According to Encyclopedia Britannica Ballet is a theatrical dance in which a formal academic dance technique—the danse d’école—is combined with other artistic elements such as music, costume, and stage scenery. The academic technique itself is also known as ballet.
Ballet, as we know it today, began during the Renaissance around the year 1500 in Italy. In fact, the terms "ballet" and "ball" as in masked ball, come from the Italian ballare, to dance. When Catherine de Medici of Italy married the French King Henry II, she introduced early dance styles into court life in France.
At first, the dancers wore masks, layers upon layers of brocaded costuming, pantaloons, large headdresses and ornaments. Such restrictive clothing was sumptuous to look at but difficult to move in. Dance steps were composed of small hops, slides, curtsies, promenades and gentle turns. Dancing shoes had small heels and resembled formal dress shoes rather than any contemporary ballet shoe we might recognize today.
The official terminology and vocabulary of ballet was gradually codified in French over the next 100 years, and during the reign of Louis XIV, the king himself performed many of the popular dances of the time. Professional dancers were hired to perform at court functions after King Louis and fellow noblemen had stopped dancing.
A whole family of instruments evolved during this time as well. The court dances grew in size, opulence, and grandeur to the point where performances were presented on elevated platforms so that a greater audience could watch the increasingly pyrotechnic and elaborate spectacles. Jump ahead 200 years and take a look at the proscenium stage at the War Memorial Opera House--the elevation of the stage and dramatic height of the curtained opening will remind visitors of this development first hand.
From Italian roots, ballets in France and Russia developed their own stylistic character. By 1850 Russia had become a leading creative center of the dance world, and as ballet continued to evolve, certain new looks and theatrical illusions caught on and became quite fashionable. Dancing en pointe (on toe) became popular during the early part of the nineteenth century, with women often performing in white, bell-like skirts that ended at the calf. Pointe dancing was reserved for women only, and this exclusive taste for female dancers and characters inspired a certain type of recognizable Romantic heroine - a sylph-like fairy whose pristine goodness and purity inevitably triumphs over evil or injustice.
In the early twentieth century, the Russian theatre producer Serge Diaghilev brought together some of that country's most talented dancers, choreographers, composers, singers and designers to form a group called the Ballet Russes. The Ballet Russes toured Europe and America, presenting a wide variety of ballets. Here in America, ballet grew in popularity during the 1930's when several of Diaghilev's dancers left his company to work with and settle in the U.S. Of these, George Balanchine is one of the best known artists who firmly established ballet in America by founding the New York City Ballet. Another key figure was Adolph Bolm, the first Director of San Francisco Ballet School.
To learn to dance Ballet you need to sign up for dance classes. We have a variety of ballet group dance classes for children at DanceSport Club. Those dance classes vary by age. Your child needs to be minimum 3 years old to attend our ballet dance classes
We all know kids have to move and burn a lot of energy. But how they do this makes a difference! The core principles of ballet focus on balance, coordination, strength, and poise. Every exercise and step builds on these, creating a strong and capable dancer. To be able to dance properly you must have good posture and a strong core – two things that have been proven to benefit in overall health! When your child is dancing, they are doing a complex set of physical actions – moving different parts of the body in opposing directions, coordinating their movement to music, while simultaneously stretching and controlling their muscles. The result: long, strong muscles that can move with intention and coordination. The physical benefits are so good, even football players use ballet in their training!
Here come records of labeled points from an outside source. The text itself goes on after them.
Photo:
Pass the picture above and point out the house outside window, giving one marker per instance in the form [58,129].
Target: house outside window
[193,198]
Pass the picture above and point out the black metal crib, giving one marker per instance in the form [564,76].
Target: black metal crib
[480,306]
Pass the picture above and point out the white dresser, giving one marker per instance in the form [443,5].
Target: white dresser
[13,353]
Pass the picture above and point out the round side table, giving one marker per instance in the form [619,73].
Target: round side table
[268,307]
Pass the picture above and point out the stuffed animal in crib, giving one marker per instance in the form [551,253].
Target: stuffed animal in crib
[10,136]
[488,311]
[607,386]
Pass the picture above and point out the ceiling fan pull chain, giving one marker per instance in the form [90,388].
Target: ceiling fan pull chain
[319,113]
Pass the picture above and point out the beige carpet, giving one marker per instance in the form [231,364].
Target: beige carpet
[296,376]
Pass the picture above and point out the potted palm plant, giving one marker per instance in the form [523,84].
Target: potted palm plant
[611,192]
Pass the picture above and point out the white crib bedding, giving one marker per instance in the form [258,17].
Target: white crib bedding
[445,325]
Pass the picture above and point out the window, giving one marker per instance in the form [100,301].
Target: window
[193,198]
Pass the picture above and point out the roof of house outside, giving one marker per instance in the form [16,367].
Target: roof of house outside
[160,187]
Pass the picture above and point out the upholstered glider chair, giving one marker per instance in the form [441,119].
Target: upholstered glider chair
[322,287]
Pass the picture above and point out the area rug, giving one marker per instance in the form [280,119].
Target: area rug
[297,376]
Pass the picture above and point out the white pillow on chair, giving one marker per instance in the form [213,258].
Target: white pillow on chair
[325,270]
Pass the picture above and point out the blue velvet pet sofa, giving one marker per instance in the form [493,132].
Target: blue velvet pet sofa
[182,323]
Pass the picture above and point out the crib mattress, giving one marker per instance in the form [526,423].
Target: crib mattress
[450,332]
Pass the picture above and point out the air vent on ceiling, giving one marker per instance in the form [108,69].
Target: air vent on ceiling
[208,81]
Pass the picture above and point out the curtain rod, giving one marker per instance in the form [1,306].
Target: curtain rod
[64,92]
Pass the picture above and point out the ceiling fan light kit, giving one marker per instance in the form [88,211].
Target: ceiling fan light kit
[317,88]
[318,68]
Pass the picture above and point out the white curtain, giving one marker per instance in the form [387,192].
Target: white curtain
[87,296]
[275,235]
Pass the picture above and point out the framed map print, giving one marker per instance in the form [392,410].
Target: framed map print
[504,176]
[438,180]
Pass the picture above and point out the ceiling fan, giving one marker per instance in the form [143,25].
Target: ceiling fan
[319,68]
With all those physical demands of ballet, imagine how much work your brain is doing! While children are working hard to coordinate their feet to skip, (a skill that takes a lot more practice then you would think) their brains are constantly building new neural pathways to make all of this happen, which increases neuroplasticity. Neuroplasticity improves learning, memory, and comprehension.
Additionally, it takes discipline and focus to be able to master ballet. There is a reason we do the same steps in every class! Ballet students learn to appreciate the time it takes to master a skill. Not everything has to be instant gratification, and that is a valuable lesson in today’s world. It’s no coincidence that many dancers are straight The earlier a child starts ballet, the longer they have to perfect and develop this focus.
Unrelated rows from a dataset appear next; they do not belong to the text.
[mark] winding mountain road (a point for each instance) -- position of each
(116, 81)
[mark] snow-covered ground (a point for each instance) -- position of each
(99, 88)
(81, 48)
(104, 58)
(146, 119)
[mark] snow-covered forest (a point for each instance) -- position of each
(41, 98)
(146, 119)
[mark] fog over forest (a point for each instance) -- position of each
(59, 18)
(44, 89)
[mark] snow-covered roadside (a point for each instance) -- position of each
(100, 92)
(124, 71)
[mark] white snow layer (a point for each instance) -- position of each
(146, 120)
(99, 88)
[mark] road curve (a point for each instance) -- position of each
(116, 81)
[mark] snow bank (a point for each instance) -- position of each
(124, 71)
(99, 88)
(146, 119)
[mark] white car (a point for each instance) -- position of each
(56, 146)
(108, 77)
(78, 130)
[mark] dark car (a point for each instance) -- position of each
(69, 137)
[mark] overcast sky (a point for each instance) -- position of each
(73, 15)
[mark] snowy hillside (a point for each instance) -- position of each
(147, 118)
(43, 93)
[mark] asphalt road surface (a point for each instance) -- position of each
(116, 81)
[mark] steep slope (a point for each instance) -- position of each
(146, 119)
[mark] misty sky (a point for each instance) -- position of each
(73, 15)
Children are around other kids most of the day. But in a ballet class, the dynamic is unique. As I have told many classes in the past, we are here for a common reason: we love to dance! That in itself creates a special camaraderie between students.
Performing in front of others, especially your own family at one of our Dance Showcases is no small task. Some kids live for the thrill of performance, others are incredibly nervous. The confidence to overcome those fears is built throughout the year in ballet class. It is a wonderful experience to see a child who came into the class quiet and nervous, and finished the year on stage full of excitement and energy! Even if the performance is less than perfect, students learn to appreciate their successes and learn from their mistakes.